According to him, on peace, governance, and trade, the Team Europe and ECOWAS unveiled a package exceeding €100 million targeting peace, security, governance, and measures to leverage opportunities from the African Continental Free Trade Area, (AfCFTA).
A separate Northern Nigeria package of about €300 million was also rolled out for peace‑building and stabilization efforts.

On humanitarian assistance, he said the EU committed nearly €50 million in 2025 to address malnutrition and other humanitarian needs in the Northwest, and Northeast, where large numbers of displaced people and acutely malnourished children remain a priority.

The delegation also pointed to social and youth programming, noting that the Nigeria Jubilee Fellowship, implemented with UNDP, and funded by the EU, will expand to recruit a new cohort of 25,000 graduates for 12‑month professional placements.

He noted that digital Transformation Centres continue to support thousands of tech entrepreneurs, and that Nigeria ranks among the highest recipients in Africa for Erasmus Mundus scholarships.

Meanwhile, on trade and investment this year, he said the EU and Nigeria held their first Trade and Investment Dialogue, and have set up working groups to remove barriers and unlock untapped commercial potential. According to the EU, Nigeria has an estimated $10 billion trade surplus with the bloc, and roughly one‑third of Nigeria’s foreign direct investment stock has come from EU sources when counted collectively.

“We are Nigeria’s first trading partner and first market for non‑oil exports,” the EU official told reporters, while noting that individual member states’ contributions are sometimes measured separately in statistics”, he said.

The briefing took place shortly after the EU‑African Union summit in Luanda (24–25 November), which EU diplomats described as a milestone, reaffirming support for multi-lateralism and the Global Gateway investment strategy.

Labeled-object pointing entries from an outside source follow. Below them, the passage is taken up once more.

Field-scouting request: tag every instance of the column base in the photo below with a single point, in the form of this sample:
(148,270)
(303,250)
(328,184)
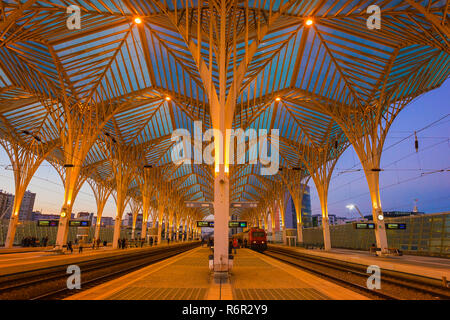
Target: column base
(221,276)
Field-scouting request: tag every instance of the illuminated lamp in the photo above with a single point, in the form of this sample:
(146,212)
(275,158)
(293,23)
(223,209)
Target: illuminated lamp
(309,22)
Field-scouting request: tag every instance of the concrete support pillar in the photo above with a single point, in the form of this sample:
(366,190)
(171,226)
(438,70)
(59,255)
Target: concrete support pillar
(298,199)
(117,227)
(160,218)
(14,219)
(377,213)
(323,196)
(121,203)
(71,188)
(221,218)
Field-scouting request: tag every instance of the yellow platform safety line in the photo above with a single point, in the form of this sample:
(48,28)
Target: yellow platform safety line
(109,288)
(332,290)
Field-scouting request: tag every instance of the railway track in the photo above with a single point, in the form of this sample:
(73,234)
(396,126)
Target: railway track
(50,283)
(394,285)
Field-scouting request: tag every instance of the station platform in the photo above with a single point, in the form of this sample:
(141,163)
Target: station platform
(27,261)
(23,249)
(430,267)
(187,277)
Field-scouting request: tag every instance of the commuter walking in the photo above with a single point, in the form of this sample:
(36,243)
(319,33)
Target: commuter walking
(69,246)
(235,245)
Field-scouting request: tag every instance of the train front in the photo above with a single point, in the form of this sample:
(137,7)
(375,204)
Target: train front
(258,239)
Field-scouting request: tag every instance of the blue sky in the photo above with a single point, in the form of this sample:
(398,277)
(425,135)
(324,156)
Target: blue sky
(402,181)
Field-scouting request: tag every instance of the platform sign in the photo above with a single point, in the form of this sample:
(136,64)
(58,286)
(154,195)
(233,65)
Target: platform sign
(364,225)
(48,223)
(396,226)
(205,224)
(243,204)
(237,224)
(79,223)
(198,204)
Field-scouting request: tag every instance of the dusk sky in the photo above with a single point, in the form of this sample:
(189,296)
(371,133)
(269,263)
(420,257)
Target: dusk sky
(407,175)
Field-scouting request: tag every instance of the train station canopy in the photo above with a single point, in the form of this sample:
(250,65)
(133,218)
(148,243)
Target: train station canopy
(132,74)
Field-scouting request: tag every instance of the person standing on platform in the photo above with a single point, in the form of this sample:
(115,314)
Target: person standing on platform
(69,246)
(235,245)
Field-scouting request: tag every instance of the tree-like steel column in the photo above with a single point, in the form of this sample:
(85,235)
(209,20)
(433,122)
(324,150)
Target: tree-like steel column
(222,105)
(135,206)
(101,193)
(123,172)
(320,162)
(25,161)
(294,180)
(367,135)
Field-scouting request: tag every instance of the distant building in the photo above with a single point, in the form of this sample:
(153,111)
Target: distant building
(37,215)
(104,221)
(26,207)
(332,219)
(128,221)
(342,220)
(394,214)
(6,204)
(290,216)
(86,216)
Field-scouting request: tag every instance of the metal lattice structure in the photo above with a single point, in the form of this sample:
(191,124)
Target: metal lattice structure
(102,102)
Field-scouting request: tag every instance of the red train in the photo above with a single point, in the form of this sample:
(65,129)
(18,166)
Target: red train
(253,238)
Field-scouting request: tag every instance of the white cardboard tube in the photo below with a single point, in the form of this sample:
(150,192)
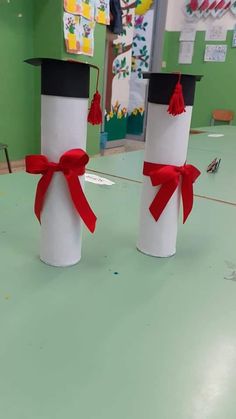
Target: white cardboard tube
(63,127)
(166,143)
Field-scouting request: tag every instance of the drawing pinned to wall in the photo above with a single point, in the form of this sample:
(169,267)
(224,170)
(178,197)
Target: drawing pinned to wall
(216,33)
(186,52)
(78,34)
(102,12)
(198,9)
(118,75)
(215,53)
(87,37)
(71,33)
(85,8)
(141,53)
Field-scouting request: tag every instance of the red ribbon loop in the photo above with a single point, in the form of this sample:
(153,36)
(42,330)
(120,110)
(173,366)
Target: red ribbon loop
(169,178)
(71,164)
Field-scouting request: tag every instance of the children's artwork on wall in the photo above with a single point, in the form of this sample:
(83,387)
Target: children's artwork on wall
(198,9)
(102,11)
(118,75)
(216,33)
(71,33)
(87,37)
(215,53)
(85,8)
(141,53)
(79,35)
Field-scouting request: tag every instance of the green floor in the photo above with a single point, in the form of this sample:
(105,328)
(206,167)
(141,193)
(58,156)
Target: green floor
(121,335)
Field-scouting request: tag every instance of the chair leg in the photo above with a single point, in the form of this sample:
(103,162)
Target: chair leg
(8,160)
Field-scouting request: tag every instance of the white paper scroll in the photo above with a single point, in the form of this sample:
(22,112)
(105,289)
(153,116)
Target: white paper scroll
(64,127)
(166,143)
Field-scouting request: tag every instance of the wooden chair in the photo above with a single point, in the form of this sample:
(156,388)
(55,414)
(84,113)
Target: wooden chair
(4,148)
(222,115)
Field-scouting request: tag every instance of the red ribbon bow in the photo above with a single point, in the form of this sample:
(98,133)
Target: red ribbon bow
(169,178)
(71,164)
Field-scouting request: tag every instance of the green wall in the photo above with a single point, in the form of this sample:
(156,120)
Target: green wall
(39,32)
(217,88)
(17,87)
(93,142)
(49,42)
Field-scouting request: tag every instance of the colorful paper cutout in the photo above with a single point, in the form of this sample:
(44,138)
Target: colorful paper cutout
(78,34)
(84,8)
(102,12)
(87,37)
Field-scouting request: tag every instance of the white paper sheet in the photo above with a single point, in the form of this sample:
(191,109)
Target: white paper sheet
(166,143)
(216,33)
(98,180)
(186,52)
(215,53)
(64,127)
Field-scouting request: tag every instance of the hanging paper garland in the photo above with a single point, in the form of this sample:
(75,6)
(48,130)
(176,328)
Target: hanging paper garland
(197,9)
(143,6)
(78,34)
(102,11)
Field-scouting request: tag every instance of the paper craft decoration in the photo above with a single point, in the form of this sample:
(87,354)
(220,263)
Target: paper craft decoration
(215,53)
(197,9)
(60,203)
(166,176)
(79,34)
(186,52)
(72,33)
(216,33)
(102,11)
(86,37)
(83,8)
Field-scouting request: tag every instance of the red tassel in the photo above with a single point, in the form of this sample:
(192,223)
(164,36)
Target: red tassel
(95,112)
(177,105)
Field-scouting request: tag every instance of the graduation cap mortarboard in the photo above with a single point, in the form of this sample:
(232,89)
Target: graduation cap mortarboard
(174,89)
(69,79)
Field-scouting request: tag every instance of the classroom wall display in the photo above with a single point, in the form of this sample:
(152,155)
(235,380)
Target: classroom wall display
(78,34)
(201,9)
(215,53)
(118,75)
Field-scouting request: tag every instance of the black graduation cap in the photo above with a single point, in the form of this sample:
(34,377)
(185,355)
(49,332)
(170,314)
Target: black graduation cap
(174,89)
(69,79)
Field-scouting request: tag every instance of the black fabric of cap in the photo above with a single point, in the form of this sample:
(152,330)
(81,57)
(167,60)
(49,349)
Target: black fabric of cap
(63,78)
(162,85)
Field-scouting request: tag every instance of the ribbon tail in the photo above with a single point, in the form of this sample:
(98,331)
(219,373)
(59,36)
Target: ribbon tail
(187,198)
(162,198)
(187,190)
(41,193)
(80,202)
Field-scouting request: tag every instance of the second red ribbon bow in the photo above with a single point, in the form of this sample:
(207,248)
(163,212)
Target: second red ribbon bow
(169,178)
(72,165)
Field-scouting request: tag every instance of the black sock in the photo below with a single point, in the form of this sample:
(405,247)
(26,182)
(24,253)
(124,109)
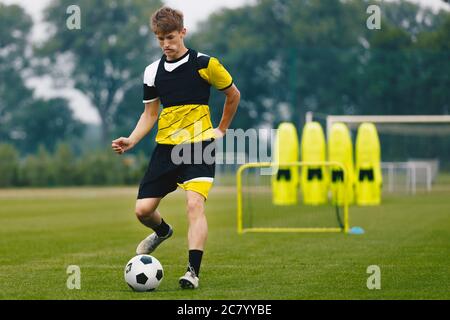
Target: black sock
(163,229)
(195,259)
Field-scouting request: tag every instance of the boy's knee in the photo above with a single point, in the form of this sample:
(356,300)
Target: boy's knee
(143,212)
(195,205)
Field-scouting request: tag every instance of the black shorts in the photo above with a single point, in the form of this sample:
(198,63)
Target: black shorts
(189,166)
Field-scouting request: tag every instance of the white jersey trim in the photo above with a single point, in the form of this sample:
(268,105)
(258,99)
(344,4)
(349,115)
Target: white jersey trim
(200,179)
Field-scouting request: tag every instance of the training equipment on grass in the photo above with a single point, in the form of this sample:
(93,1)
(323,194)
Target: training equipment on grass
(368,166)
(414,148)
(285,180)
(143,273)
(340,149)
(257,213)
(314,179)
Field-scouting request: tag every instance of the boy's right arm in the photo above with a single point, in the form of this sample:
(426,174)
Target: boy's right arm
(143,127)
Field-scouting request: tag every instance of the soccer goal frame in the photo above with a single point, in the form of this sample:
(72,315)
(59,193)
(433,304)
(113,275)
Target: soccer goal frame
(273,165)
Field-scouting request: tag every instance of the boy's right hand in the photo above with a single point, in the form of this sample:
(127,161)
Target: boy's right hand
(122,144)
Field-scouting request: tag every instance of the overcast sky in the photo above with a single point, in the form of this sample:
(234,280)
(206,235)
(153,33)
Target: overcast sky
(194,11)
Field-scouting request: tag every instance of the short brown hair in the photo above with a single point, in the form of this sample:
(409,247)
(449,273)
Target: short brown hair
(166,20)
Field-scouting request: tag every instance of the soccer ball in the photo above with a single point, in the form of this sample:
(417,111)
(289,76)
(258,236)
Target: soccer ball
(143,273)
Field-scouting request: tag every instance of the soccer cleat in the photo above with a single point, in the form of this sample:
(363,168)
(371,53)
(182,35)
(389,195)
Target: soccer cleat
(189,281)
(149,244)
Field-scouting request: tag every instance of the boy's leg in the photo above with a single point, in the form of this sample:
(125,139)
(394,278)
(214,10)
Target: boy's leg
(148,215)
(197,235)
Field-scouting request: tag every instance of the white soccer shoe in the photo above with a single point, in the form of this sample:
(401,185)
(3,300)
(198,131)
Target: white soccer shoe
(189,281)
(149,244)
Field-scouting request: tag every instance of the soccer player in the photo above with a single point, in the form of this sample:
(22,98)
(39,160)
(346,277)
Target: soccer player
(181,82)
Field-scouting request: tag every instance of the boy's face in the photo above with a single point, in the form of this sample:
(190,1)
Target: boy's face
(171,43)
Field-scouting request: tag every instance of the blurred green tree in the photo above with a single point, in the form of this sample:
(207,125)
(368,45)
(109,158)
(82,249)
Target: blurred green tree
(106,57)
(25,120)
(9,165)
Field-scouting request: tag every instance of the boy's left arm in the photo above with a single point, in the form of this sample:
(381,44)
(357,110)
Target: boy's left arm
(232,98)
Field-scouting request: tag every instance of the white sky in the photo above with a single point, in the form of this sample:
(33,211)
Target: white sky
(194,11)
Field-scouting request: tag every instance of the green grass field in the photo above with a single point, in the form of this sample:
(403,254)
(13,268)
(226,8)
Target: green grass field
(44,231)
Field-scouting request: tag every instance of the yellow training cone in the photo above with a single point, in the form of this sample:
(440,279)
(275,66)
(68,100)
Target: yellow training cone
(314,177)
(340,149)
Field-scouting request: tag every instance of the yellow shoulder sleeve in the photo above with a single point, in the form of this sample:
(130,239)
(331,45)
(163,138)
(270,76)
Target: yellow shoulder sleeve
(216,74)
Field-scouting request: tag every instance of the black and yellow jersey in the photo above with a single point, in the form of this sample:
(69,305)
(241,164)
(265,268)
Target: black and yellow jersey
(183,87)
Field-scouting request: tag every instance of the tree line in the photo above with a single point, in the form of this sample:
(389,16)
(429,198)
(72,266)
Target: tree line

The Ambassador further stated that, looking ahead to year 2026, the EU will prioritise a ministerial‑level EU‑Nigeria meeting, continued Global Gateway rollouts, and specific programmes including Support for the BRIDGE project with EU+EBRD backing to extend some 90,000 km of optical fibre across Nigeria, An €18 million programme with International IDEA to tackle sexual and gender‑based violence, with a focus on technology‑facilitated SGBV.

This will also include Peace, Security and Defence dialogue early in 2026 that can mobilise additional European Peace Facility funding, also, negotiations on a science, technology and innovation agreement after EU member States approved a negotiation mandate.

Also, steps toward a comprehensive migration and mobility partnership, including potential readmission arrangements, and a Team Europe business forum to spur trade and investment linked to Global Gateway priorities.

The EU delegation therefore underlined that security, humanitarian relief, democratic reforms, and economic opportunity are interlinked priorities, noting that they want Nigeria to thrive as a stable, democratic and prosperous neighbour.

They added that young people remain the prime target of many programmes.

Media and diplomatic attendees at the briefing included representatives from several EU member States active in Nigeria, among them are the Czech Republic, Sweden, Poland, Italy, Germany, Finland, France and Portugal.